Relationship between the uptake of 3H-(±) metaraminol and the density of adrenergic innervation in isolated rat tissues

Abstract

The uptake of ³H-(±)metaraminol (MA) by tissue slices or pieces was studied in vitro in several peripheral rat organs of varying density of sympathetic innervation (the tissue level of endogenous noradrenaline ranging from 1.7–99.1 nmoles/g). In each individual tissue preparation amine uptake was corrected for entry into the ¹⁴C-d-sorbitol space. When the tissues were incubated with 1.4 μM MA, the rate of total amine uptake (i.e., neuronal plus extraneuronal uptake of MA) remained virtually constant for up to 7 min. Therefore, rates of uptake were determined after 2 min of incubation with substrate concentrations ranging from 0.25–12.2 μM. In all tissues the total uptake of MA was saturable. Under the condition of inhibition of neuronal uptake by the presence of 100 μM cocaine, the uptake of MA (considered as extraneuronal amine uptake) was no longer saturable. When tissues were exposed to 1.4 μM MA, the relative contribution by extraneuronal (measured in the presence of cocaine) to total amine uptake (measured in the absence of cocaine) was inversely correlated with the log endogenous noradrenaline content.
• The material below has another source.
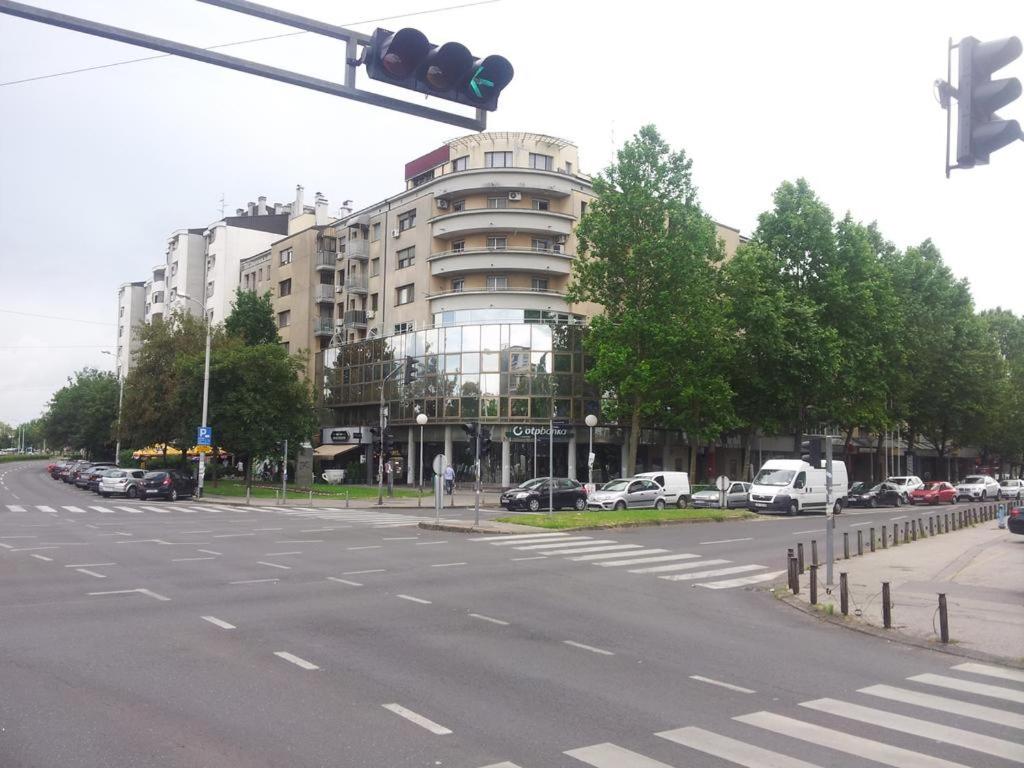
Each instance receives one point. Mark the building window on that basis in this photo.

After correction of the rates of total MA uptake for the cocaine-resistant distribution of the amine, a saturable component of uptake was obtained for each tissue. This uptake was considered to be neuronal; it was subjected to kinetic analysis. Apparent K _m values for the neuronal uptake of MA were very similar in all tissues and did not show any dependence on the tissue level of endogenous noradrenaline (average K _m=1.2μM). V _max values for the neuronal uptake of MA were linearly correlated with the endogenous noradrenaline content of the tissues (r=0.976; PV _max for the vas deferens being excluded. When related to the content of endogenous noradrenaline, the V _max obtained in the vas deferens was lower than that for all other tissues. The results presented here strongly suggest that the membrane site involved in neuronal amine uptake (operationally characterized by the K _m of MA) is likely to be identical in all rat tissues and that the number of uptake sites available per nerve terminal does not vary greatly between tissues.